En 1983, un historien italien d’origine florentine, mais professeur à Sienne, Stefano Caretti, s’est lancé dans une entreprise folle : rassembler et publier tous les écrits d’un des grands martyrs du socialisme réformiste : Giacomo Matteotti (1885-1924).
À propos du livre de Giacomo Matteotti, Scritti e discorsi vari, a cura di Stefano Caretti, Pise, Pisa University Press, 2015, 304p
Article paru dans L’OURS n°455, février 2016.
En 1983, Bettino Craxi arrivait au pouvoir et le Parti socialiste italien (PSI) était au centre du jeu politique. L’occasion de célébrer son passé glorieux. Dix ans plus tard, au contraire, l’Italie sortait des années Craxi avec son lot de scandales politico-financiers, et Silvio Berlusconi s’imposait sur les ruines de la démocratie chrétienne et du PSI. Un voile tombait sur l’histoire du socialisme. Trente ans après et douze volumes plus tard, Stefano Caretti achève la publication des œuvres complètes de Matteotti en offrant une dernière sélection synthétique de l’œuvre du grand homme.
Itinéraire d’un réformiste
Matteotti n’est pas seulement un martyr du fascisme. Il est un des penseurs de la mutation réformiste du socialisme italien à l’aube du XXe siècle. Né en Vénétie, formé à l’université de Bologne, il prend fait et cause contre l’entrée en guerre de l’Italie en 1915 au point d’être déplacé de force en Sicile, à cause de son pacifisme, durant trois ans. Au lendemain de la guerre, ce sont les socialistes de Ferrare qui le choisissent comme candidat. Après une rude campagne, il est élu député, et réélu en 1921.

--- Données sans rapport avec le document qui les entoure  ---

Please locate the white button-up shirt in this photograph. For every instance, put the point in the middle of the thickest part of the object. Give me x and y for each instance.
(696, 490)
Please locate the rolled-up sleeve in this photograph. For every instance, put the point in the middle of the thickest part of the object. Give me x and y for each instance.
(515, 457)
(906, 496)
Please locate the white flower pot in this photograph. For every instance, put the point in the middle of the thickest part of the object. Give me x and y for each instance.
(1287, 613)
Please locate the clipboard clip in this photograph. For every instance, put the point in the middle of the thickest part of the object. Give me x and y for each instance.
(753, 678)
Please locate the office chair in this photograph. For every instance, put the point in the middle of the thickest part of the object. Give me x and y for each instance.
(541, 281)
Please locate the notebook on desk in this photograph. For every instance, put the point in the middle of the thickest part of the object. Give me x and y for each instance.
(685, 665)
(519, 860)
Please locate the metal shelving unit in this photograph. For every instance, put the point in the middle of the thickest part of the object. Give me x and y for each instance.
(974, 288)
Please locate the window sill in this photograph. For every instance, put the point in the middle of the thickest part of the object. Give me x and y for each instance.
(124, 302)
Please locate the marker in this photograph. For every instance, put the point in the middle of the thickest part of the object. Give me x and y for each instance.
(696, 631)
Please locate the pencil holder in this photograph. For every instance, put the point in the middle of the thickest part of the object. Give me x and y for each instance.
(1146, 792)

Sa relation avec le PSI n’est pas simple. Il s’élève contre les maximalistes, ces extrémistes qui prétendent tirer le mouvement dans une opposition anticapitaliste stérile, et ont joué le jeu dangereux de la grève générale. Il est donc exclu avec les autres réformistes au nombre desquels se compte le grand Filippo Turati, dont Caretti a été aussi l’un des promoteurs en participant à la création de la fondation d’étude historique portant son nom, en 1985. Avec Turati, Matteotti créé donc en 1922 le Parti socialiste unitaire. Mais ils ne parviennent pas à obtenir une majorité.

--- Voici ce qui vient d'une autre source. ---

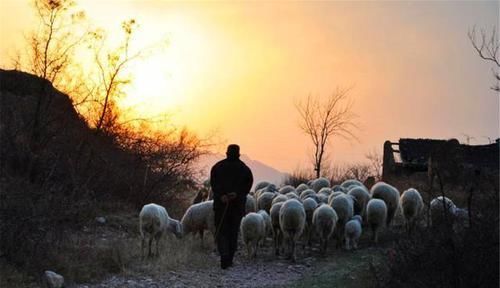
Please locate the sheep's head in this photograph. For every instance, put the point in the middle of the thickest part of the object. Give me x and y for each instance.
(178, 230)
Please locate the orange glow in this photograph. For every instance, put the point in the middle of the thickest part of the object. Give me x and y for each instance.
(238, 67)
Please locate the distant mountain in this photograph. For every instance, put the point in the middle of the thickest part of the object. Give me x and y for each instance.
(260, 170)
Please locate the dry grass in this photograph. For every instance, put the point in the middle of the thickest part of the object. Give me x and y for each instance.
(115, 248)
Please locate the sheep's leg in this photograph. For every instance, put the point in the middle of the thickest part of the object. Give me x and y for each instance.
(294, 259)
(276, 252)
(157, 238)
(143, 246)
(249, 250)
(201, 237)
(374, 233)
(150, 242)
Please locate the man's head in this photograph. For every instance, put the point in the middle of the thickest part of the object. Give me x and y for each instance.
(233, 151)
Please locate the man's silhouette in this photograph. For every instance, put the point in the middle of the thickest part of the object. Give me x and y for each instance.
(231, 181)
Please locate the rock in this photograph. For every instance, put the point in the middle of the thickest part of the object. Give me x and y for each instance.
(53, 280)
(100, 220)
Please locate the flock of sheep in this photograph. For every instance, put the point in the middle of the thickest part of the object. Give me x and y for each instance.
(313, 211)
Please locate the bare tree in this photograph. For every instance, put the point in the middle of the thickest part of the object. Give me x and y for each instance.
(51, 47)
(376, 162)
(488, 48)
(111, 65)
(323, 120)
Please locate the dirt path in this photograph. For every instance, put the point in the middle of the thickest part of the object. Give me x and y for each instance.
(338, 268)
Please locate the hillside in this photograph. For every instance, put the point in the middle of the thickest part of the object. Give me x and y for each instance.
(261, 171)
(58, 174)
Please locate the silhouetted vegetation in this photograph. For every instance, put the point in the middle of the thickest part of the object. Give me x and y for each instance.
(455, 255)
(61, 167)
(321, 121)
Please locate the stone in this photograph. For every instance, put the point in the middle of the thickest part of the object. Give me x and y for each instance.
(53, 280)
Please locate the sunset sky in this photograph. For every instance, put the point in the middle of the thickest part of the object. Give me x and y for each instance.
(238, 68)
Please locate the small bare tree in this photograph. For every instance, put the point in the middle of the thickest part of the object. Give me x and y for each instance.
(111, 65)
(323, 120)
(51, 47)
(488, 48)
(376, 162)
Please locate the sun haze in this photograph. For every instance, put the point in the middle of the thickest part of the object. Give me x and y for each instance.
(240, 67)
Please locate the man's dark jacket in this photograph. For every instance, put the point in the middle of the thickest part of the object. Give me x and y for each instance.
(231, 175)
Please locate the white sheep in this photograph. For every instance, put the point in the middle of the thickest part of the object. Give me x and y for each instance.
(250, 205)
(301, 188)
(280, 198)
(442, 211)
(285, 189)
(353, 231)
(198, 218)
(275, 221)
(268, 222)
(324, 222)
(411, 204)
(253, 229)
(292, 195)
(309, 206)
(338, 188)
(292, 223)
(261, 185)
(319, 183)
(333, 195)
(322, 198)
(351, 182)
(265, 200)
(390, 195)
(362, 196)
(376, 214)
(344, 207)
(326, 191)
(306, 192)
(154, 221)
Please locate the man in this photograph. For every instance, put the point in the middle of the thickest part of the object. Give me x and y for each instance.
(231, 181)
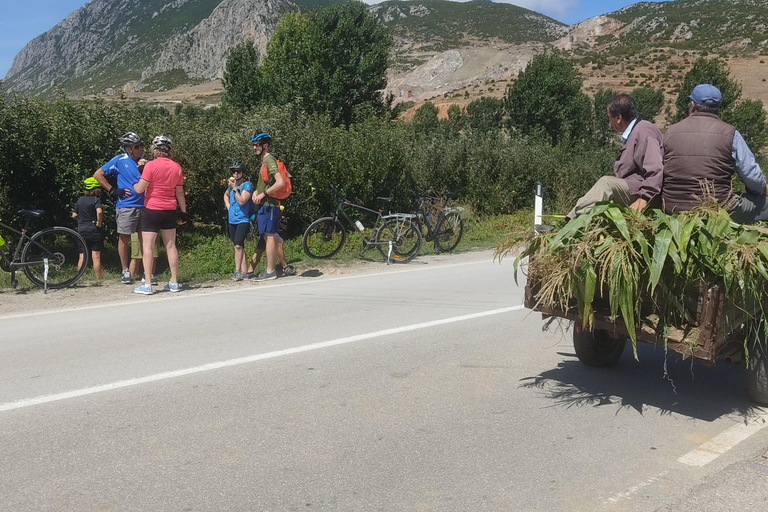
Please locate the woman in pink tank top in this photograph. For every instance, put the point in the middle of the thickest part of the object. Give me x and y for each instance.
(162, 182)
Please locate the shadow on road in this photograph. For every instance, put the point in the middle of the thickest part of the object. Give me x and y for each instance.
(681, 387)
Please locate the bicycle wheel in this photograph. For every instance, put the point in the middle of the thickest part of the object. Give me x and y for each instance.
(323, 238)
(449, 231)
(405, 236)
(62, 248)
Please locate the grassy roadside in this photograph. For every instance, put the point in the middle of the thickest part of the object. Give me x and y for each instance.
(206, 254)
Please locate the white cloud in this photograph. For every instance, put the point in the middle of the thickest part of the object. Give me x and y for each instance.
(549, 7)
(552, 8)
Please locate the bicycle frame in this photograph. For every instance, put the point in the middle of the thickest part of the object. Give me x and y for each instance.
(12, 259)
(369, 241)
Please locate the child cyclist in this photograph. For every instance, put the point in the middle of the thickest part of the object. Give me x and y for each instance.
(237, 199)
(261, 245)
(90, 217)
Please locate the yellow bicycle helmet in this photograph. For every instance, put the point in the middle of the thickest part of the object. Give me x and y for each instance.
(91, 183)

Le fascisme réussit, en revanche, à rassembler les conservateurs autour de lui. En 1924, alors même que l’Italie traverse la pire crise politique de son histoire, Matteotti est réélu. La pression a été rude durant la campagne. Nombre de maisons du peuple et de sièges du Parti socialiste ont été attaqués et incendiés. Des candidats frappés, contraints de boire l’huile de ricin au point de perdre toute contenance. Matteotti entreprend de dresser la liste de toutes les fraudes électorales et, dans un discours devenu historique, dénonce le résultat des élections à la chambre, le 30 mai 1924. Mussolini, fou de rage devant ce défi à son autorité, décide que l’homme doit disparaître. Des séides du régime enlèvent donc Matteotti, le 10 juin, par une chaude journée romaine, alors qu’il marche en longeant le Tibre pour aller travailler. Il est tué quelques heures plus tard. Son corps enterré à la campagne n’est retrouvé que le 16 août 1924. Les funérailles imposantes organisées en son honneur n’y font rien. Un temps, les parlementaires décident de manifester leur mécontentement en se retirant des institutions, mais le Duce instaure la dictature en interdisant les partis, syndicats et la liberté de la presse. Il les réduit au silence.
Œuvres complètes
De tout cela, Matteotti avait prévu la marche. Il avait aussi dépeint la société, sa trajectoire et posé les principes d’un socialisme démocratique et libéral, changeant le capitalisme par la réforme. Et Caretti a fait vivre ce propos dans des volumes dont le découpage thématique est un modèle : réflexions sur l’économie, l’école, le fascisme… Il a même publié les lettres à son épouse, si précieuses pour lire l’homme aimant et sympathique derrière le penseur.
En achevant la publication de ces textes en 2014, Stefano Caretti n’a pas fini son projet. Le voici poursuivant la publication de nouvelles sources. Il avait déjà donné forme aux écrits de Sandro Pertini. On devine qu’il portera une nouvelle contribution à la connaissance de ce socialisme démocratique italien, oublié, injustement oublié.
Il faut donc saluer le travail de Stefano Caretti, cet historien qui a le goût de l’archive, à l’heure où les populismes renaissant écrasent l’espace intellectuel européen. Le passé qu’il réveille ne relève pas du musée. Il constitue une banque d’idées dans laquelle peut s’élaborer la critique de notre temps.